The art style in SSX is a complete departure from what we're used to, and this took a lot of adjustment to get used to. The scenary in the background is impressive, and even though we know it is basically a still photo it really does help to make the environments seem bigger. The courses aren't as multilayered as SSX 3, but there are still a few different routes to take throughout each challenge. There have been some omissions of environmental details as well, but it isn't very noticable unless you're an avid fan. EA have also managed to retain the sense of speed of the console versions, but at the beginning the game feels a little slow simply because your character is slow until you start unlocking some bonuses.
We're a little divided on the soundtrack, the EA pocket trax are back and they are simply getting annoying. The rock style of the game really doesn't appear to suit the techno style that was present in SSX 3. EA have included some instantly recognisable songs on the playlight, including music from Iron Maiden, so it seems like a lot of effort has been put in, but personally i preferred the soundtrack from the predecessor.
Whenever a new song comes on the game will flash up the title and artist in the bottom left hand corner, which is a major annoyance. The dialog box takes up about a third of the screen and flashes up every three minutes or so, we think this is unnecessary and it seems like EA just wanted to tout the fact that they have such a large playlist. If you turn the music off and just want to listen to the mountain ambience then we're pleased to report that it has been captured well and there is a lot of sounds to be heard aside from the sound of you shredding through the snow.

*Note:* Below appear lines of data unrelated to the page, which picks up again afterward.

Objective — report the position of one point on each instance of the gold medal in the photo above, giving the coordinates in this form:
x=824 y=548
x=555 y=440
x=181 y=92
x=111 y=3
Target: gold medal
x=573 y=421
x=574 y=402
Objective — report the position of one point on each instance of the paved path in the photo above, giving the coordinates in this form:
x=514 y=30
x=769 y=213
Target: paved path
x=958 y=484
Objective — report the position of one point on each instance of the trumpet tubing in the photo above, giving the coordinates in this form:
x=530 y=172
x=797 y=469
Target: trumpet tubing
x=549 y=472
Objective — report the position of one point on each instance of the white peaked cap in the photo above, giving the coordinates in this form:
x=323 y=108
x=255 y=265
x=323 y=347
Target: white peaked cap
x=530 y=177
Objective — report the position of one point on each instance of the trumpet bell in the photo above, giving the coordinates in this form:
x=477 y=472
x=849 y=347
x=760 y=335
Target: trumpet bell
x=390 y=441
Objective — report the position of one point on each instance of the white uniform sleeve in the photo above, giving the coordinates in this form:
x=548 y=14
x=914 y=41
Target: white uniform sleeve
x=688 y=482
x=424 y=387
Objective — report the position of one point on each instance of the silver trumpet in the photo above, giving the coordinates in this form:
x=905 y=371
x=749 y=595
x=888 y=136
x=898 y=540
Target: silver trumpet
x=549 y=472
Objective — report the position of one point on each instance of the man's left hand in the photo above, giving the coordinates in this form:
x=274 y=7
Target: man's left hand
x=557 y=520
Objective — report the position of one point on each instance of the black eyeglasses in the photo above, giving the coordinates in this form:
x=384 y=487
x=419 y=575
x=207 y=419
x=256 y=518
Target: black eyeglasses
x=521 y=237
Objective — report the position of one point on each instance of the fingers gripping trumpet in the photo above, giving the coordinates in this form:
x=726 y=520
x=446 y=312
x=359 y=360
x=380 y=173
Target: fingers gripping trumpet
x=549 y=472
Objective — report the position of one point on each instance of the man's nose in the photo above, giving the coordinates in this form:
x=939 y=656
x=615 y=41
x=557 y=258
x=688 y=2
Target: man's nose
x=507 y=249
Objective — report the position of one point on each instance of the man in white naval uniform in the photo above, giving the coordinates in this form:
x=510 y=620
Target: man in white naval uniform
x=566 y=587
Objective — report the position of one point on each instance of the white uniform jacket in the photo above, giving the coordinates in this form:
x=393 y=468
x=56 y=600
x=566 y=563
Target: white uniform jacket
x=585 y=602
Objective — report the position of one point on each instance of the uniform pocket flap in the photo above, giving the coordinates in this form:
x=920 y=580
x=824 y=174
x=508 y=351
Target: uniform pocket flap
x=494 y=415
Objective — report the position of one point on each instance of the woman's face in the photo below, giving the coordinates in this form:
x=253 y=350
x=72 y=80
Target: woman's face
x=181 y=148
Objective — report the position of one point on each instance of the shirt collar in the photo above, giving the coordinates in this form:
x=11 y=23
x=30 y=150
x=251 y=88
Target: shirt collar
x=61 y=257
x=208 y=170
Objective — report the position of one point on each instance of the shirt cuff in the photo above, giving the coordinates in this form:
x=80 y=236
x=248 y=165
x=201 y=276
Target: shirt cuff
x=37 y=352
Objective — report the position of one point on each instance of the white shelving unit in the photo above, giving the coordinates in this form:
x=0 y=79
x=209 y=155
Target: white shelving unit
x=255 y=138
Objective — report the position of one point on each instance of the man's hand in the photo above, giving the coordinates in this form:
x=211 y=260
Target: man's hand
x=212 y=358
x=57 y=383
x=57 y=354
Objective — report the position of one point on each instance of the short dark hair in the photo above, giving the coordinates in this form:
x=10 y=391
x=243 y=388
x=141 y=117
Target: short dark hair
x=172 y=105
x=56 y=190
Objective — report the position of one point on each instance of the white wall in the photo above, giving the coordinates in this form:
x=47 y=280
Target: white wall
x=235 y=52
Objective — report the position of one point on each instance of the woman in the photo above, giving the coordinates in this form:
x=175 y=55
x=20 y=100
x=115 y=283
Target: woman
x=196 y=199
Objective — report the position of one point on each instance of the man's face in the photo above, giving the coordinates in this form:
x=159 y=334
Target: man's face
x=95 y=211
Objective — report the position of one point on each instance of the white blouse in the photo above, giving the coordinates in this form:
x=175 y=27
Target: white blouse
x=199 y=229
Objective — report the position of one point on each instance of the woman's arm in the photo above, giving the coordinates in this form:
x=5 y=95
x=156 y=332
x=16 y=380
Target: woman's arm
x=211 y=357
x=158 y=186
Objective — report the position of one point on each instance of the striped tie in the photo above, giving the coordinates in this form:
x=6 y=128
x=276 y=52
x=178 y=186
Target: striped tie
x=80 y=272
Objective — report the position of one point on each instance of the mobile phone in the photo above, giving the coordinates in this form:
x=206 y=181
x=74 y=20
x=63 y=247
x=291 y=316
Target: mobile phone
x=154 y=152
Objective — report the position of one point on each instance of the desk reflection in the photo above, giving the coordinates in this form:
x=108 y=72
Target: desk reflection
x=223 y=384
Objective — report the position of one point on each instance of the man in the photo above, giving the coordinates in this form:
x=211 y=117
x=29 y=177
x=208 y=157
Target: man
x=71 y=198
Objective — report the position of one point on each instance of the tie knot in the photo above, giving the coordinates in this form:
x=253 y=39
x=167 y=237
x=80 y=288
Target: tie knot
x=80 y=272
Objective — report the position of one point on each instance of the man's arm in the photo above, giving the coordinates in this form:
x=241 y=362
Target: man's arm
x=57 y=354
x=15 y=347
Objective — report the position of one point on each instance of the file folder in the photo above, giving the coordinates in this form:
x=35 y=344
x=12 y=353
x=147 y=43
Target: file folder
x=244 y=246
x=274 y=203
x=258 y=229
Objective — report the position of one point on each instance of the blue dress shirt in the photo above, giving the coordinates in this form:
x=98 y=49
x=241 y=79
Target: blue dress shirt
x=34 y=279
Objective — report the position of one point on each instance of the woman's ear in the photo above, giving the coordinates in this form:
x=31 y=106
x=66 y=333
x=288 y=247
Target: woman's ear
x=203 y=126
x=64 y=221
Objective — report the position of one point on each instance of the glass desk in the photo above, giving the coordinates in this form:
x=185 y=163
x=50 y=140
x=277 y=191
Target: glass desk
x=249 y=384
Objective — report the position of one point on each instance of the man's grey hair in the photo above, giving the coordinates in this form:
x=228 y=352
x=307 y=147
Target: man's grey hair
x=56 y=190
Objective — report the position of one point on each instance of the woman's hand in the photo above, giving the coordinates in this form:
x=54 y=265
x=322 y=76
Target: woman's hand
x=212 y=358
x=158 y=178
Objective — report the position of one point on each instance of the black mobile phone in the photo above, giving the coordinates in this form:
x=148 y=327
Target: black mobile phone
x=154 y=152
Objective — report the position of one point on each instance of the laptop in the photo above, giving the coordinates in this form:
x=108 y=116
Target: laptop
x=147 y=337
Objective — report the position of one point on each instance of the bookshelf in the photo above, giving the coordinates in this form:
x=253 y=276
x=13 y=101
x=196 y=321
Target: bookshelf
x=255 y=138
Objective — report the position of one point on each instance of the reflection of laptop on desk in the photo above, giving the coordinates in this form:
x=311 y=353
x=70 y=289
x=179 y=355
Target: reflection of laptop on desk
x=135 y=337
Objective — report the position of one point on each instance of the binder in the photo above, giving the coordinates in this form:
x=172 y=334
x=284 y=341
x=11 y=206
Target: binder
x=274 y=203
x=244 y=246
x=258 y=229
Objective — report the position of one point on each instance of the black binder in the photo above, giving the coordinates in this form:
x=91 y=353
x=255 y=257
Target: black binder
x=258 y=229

The game itself should last a fairly long amount of time. There are plenty of challenges, and if you're after a quick challenge then you can easily just select the quick play option. The multiplayer is a highlight, and we had no hassles with it, except we're disappointed infrastructure support wasn't included for the game. There are a few PSP games coming out these days that are supporting infrastructure, so it's disappointing that this isn't one of those games. We can imagine that the game would be incredible fun online, so we're hoping that this is included in the next incarnation.
Overall SSX: On Tour has made the transition to the PSP fairly faithfully. The controls aren't as good and the courses are recycled from the previous incarnation, but for the first time ever we can take SSX out in public and not feel like we're playing a severely downgraded version. If you can only buy one version of the game the console versions are still better, but if you can see the value of taking SSX on the road with you then you cannot really go wrong with the PSP version.